PARCHECITOS Y GARABATOS
A Caroline
Se encontraba moribundo, vagabundo, aquel hombre de barba, tez y ojos claros oscuros. Todas las personas lo miraban, pero callaban. Nadie, absolutamente nadie, entendía su proceder y menos su tonto caminar en la playa. Él mismo no lo entendía -¡qué me pasa!-, por qué caí en este estado de pensamiento -se preguntaba-, simplemente, antes de caer nuevamente en la arena. Por eso, todos los días, pedía ayuda, pedía auxilio, porque anhelaba tener de su amada, aunque sea pequeños trocitos, pedacitos de amor.

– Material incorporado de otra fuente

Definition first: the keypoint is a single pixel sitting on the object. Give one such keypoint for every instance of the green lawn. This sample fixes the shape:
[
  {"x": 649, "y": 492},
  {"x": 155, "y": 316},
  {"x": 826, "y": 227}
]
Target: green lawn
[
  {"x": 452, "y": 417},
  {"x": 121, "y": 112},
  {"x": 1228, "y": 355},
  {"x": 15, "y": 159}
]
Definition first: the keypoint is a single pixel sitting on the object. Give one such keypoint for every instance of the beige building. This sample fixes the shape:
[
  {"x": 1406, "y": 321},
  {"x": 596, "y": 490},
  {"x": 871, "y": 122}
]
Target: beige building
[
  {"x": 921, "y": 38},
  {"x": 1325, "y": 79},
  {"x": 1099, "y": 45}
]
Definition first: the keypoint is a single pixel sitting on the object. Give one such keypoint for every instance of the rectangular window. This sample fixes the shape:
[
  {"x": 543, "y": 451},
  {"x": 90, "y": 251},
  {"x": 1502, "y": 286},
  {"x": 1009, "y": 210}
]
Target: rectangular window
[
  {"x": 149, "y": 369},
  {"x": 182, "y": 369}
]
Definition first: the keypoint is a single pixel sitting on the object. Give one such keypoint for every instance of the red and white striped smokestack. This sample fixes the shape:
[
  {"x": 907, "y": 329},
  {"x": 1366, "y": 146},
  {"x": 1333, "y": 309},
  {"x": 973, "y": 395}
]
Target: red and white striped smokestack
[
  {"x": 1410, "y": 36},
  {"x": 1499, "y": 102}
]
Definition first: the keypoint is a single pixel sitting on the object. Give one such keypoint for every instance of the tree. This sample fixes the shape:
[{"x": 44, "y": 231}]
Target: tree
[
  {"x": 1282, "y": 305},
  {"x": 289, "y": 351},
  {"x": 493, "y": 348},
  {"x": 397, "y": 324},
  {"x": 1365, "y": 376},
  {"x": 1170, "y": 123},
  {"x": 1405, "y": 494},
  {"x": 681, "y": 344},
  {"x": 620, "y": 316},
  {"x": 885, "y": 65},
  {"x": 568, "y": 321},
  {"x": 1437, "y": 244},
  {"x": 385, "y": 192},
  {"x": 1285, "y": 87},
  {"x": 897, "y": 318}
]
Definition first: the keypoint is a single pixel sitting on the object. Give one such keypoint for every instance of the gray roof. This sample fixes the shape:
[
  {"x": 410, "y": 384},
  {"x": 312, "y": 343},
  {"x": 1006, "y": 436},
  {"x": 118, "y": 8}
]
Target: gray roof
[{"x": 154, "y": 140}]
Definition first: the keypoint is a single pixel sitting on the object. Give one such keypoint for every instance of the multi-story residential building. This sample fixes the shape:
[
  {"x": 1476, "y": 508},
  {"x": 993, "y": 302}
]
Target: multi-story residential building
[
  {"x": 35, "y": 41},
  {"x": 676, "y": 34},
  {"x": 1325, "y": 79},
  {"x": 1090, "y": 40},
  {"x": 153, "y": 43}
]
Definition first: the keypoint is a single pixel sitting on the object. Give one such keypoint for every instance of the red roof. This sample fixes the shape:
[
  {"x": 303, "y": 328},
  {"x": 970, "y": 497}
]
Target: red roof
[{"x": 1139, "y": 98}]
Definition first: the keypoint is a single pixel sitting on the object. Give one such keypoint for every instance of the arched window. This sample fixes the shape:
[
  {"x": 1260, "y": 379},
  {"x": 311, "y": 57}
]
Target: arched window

Ella, se llamaba Úrsula, diminuta damisela que gozaba de una hermosura profunda, angelical. Nunca lo había mirado, es más, nunca supo de su existencia. Él, siempre desfallecido y perdido. Ella, el motivo de tan desaforada pasión.
Una noche, perdido en el deseo infinito de sus fantasías y alegorías, soñó con los dioses griegos, entre ellos, encontró a Cupido, quien al ver tal flagelación le concedió un deseo: ¡Mira tú!, le dijo, mientras lo apuntaba con el dedo, -comerás del fruto de los deseos, pero a cambio, serás auténtico, serás único-, y al final, cuando Cupido quería insinuarle una verdad inminente sobre su amada, un viento ensordecedor terminó por helarle hasta los huesos.
Así, se levantó aún mas perdido de lo usual y cansado de escuchar toda la noche, el cuchicheo en su cerebro, por fin comprendió que era hora de sacar de sus entrañas lo que jamás pensó que hacía parte de su ser. Agarró descuidado al odio, cogió desprevenida a la pereza. La tristeza sucumbió también al igual que la mentira. Y ni siquiera se salvó la alegría, ni la confianza, menos la autoestima, y con todo esos sentimientos encontrados, comenzó a escribir con la fuerza táctil de aquellas sensaciones, hasta que se dio cuenta que le faltaba algo, se le olvidó escribir sobre el amor.
Pero eso no le importó. Como pudo, agarró los retazos de ilusión pasada, regazos de aquel misterioso sueño y de su puño y letra, surgió la imagen difusa de unos tristes renglones que anunciaban: Oh dulce néctar, no tengo vida sin tu sabor a miel, mi niña querida, observa mis garabatos, esperando que con ellos me regales, aunque sea, parchecitos de tu amor. E inmediatamente salió corriendo al encuentro de su amada que curiosamente, en ese instante, se encontraba en un balcón. Pero créanme, nada raro en ella, ni siquiera lo miró.
De esa manera fue como este pobre hombre enloqueció. Divagó por el mundo sin un sentido y un rumbo fijo, perdido otra vez por eso que creía llamar amor, lo que tanto había buscado terminó por ser una vaga ilusión. Nunca más se supo de sus vigilias y sus pasos vacilantes en aquel lugar, sin embargo, su amada no tenía la culpa de no haberlo correspondido, porque ella, hasta ese día, a nadie le había contado que era ciega de nacimiento.